After the initial joint work on the models Works Consultancy took over data analysis and production of all of the tables. Using the M/M/C model this went very smoothly. They extended and modified my spreadsheet model so that complete tables could be produced automatically. As well as revised G1/AS1 tables, the results were presented in the form of nomograms like those in Figure 2. These plot the number of facilities required in a building against the number of occupants. The old Drainage and Plumbing (D & P) Regulations for Men in Office buildings is a good example of how erratic the old tables had become. In many cases the old D & P Regulations also turned out to be very far from those which will meet the sixty-second criterion.

In general we found that the old D & P Regulations provided more than the required level of WC’s for males, and sometimes very much less than the required level for females, especially in theatres, cinemas, and sports stadiums. We had, of course, been given a large amount of anecdotal evidence about this latter problem during the course of the study!

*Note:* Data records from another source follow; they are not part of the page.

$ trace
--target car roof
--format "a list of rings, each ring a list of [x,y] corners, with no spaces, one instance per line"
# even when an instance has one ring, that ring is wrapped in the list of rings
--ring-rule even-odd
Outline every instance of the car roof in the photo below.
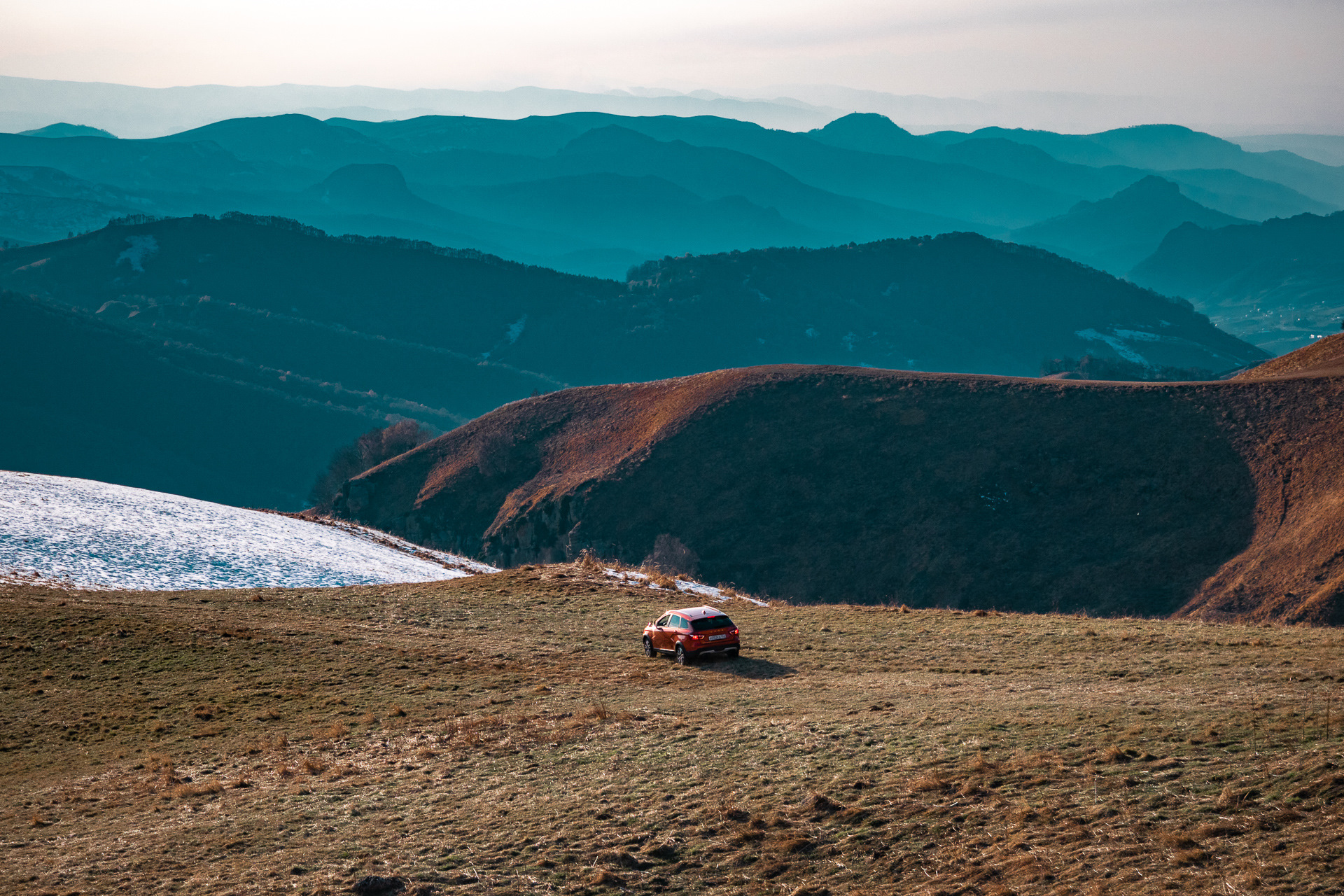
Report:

The aim of this study was to provide more consistent and realistic standards. Simple queueing models proved to be quite adequate for this. In particular I think the simple model produced results which met the aim rather better than the more complex models would have done, with fewer errors and certainly at much lower cost. Errors in modelling can occur either because the model does not fit the real situation adequately, or because it is used incorrectly. Here we could trade off a very modest improvement in fit with a more complex model against a considerable improvement in ease of use and reliability if we stuck with the simpler model. Because my clients understood the simple model well the chance of errors in their use of it was minimized.

We were not really expected to optimize the number of toilets, so any cost savings which the new standards will produce was very much a secondary consideration. In any case it is difficult to estimate likely actual differences in cost between the old and the new standards because we don’t know the extent to which architects will choose to exceed the new standards. (They apparently almost completely ignored the old D & P Regulations.) However, a preliminary cost/benefit analysis reported in Stewart (1994) suggested that the difference in cost between the old and the new standards would result in savings with net present value of some $82,000,000, largely due to savings in commercial office space. For a country of some 3.7 million people that is a reasonable sum that can be saved by simply getting the regulations right.


Sharon Braddon-Parsons and Wayne Stewart, of Works Consultancy Services, did all the really hard work on this project. Their reports (nearly 300 pages long), listed in the references cover many other interesting aspects of the problem.

For the interested reader

  • Davidson P J and Courtney R G (1976) A study of the use of cloakrooms in office buildings, Op. Res. Quart. 27, 789-800.
  • Gross D and Harris C M (1998) Fundamentals of Queueing Theory (Third Edition), John Wiley, New York.
  • Seelen L H C, Tijms H and Van Hoorn M H (1984) Tables for multi-server queues, Elsevier, Amsterdam.
  • Stewart W (1994) Review of Sanitary Facilities for the Buildings Industry Authority, Works Environmental Management, Wellington, New Zealand.
  • Stewart W and Braddon-Parsons S (1996), Review of Sanitary Facilities Part 2 for the Buildings Industry Authority, Works Consultancy Services, Wellington, New Zealand.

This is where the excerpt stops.